The Bottom Line: The state will pay Apple $21 million in incentives from the Texas Enterprise Fund as part of its agreement to expand operations here.
Hungry Hungry Houston
Perhaps tempted by the smell of smoked brisket and the steamy sizzle of fajita skillets, Texans eat at restaurants more frequently than residents of any other state. According to a Zagat survey released March 6, the statewide average is 3.8 meals per week per person, about twenty percent higher than the national average of 3.1, the Houston Business Journal reports. Houston led the state with an average of 4.1 weekly restaurant meals per person.
The Bottom Line: The food in Texas is delicious, and it’s also cheap: The average cost of a meal is $32.17, versus the national average of $35.62.
South by Southwest kicks off today in Austin, luring a mob of tech and entertainment aficionados from around the globe. The ten-day film, interactive and music festival is expected to bring about 286,000 attendees and generate roughly $167 million for the local economy, according to the Austin Business Journal. This year’s big names include Bruce Springsteen, Jay-Z, Al Gore, and Joss Whedon.
The Bottom Line: As the ABJ reports, March is an active month for the Capitol City.

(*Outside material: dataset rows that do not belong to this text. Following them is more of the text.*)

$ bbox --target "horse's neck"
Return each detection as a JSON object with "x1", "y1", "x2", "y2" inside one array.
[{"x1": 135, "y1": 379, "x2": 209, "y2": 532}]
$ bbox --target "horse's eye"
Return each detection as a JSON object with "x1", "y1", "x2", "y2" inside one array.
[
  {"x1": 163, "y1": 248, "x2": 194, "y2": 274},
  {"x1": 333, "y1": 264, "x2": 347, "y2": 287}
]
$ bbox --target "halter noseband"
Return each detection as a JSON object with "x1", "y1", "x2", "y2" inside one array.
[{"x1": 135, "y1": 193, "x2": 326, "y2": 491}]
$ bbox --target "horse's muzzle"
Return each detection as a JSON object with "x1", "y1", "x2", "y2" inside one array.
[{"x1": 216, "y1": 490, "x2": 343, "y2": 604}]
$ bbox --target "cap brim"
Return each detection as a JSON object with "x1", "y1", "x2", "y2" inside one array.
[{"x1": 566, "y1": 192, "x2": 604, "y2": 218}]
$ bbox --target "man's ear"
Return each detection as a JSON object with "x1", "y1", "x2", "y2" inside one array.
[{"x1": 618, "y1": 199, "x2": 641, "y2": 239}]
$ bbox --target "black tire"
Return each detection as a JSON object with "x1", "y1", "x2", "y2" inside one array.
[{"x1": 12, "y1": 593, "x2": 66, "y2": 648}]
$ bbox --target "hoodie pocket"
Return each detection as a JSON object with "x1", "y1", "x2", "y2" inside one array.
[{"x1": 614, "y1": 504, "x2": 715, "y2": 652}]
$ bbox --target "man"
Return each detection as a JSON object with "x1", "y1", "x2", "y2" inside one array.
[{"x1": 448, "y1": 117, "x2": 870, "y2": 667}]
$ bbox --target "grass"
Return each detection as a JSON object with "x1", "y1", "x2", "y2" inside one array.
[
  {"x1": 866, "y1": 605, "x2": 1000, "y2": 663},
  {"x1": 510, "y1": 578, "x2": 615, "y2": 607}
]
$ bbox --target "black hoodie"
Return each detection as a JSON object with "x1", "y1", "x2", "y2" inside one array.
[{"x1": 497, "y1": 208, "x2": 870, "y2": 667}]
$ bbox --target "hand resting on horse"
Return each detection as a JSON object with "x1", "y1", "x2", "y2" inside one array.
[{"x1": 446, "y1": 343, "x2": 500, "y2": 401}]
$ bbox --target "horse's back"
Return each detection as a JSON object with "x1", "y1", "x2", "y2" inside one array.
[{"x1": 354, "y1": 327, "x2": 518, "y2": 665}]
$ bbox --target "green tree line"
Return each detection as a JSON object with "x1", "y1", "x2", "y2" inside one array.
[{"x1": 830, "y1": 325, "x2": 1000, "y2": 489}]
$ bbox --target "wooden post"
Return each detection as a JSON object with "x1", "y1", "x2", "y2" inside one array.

In addition to SXSW, the city will host several other major events this month that pump revenue into local coffers: Rodeo Austin ($68 million), UIL basketball tournaments ($19 million), Texas Relays ($8 million), and the Capitol 10K ($2 million).
Please Retweet — Don’t Eat that Meat!
Social media will soon play a larger role in spreading the word about threats to food safety Texas. This week the U.S. Department of Agriculture launched state-specific Twitter accounts “designed to give consumers alerts about recalls of meat, poultry and processed egg products,” the Dallas Business Journal reports.
The Bottom Line: The Texas account, @TX_FSISAlert, is off to a slow start in its first week. So far it has only tweeted twice and accumulated fewer than 150 followers. Meanwhile, more than 260,000 people follow the USDA’s national account.
Losers of the Week: Boarding Group A
Southwest Airlines took legal action this week to shut down a third-party website that automated the carrier’s flight check-in process, the Dallas Business Journal reports. Southwest allows passengers to check in starting 24 hours before a flight, but for a $5 fee, MySouthwestCheckin.com allowed customers to submit their flight information in advance and automatically checked them in via Southwest’s website as soon as the window officially opened — guaranteeing them prime placement in the first boarding group.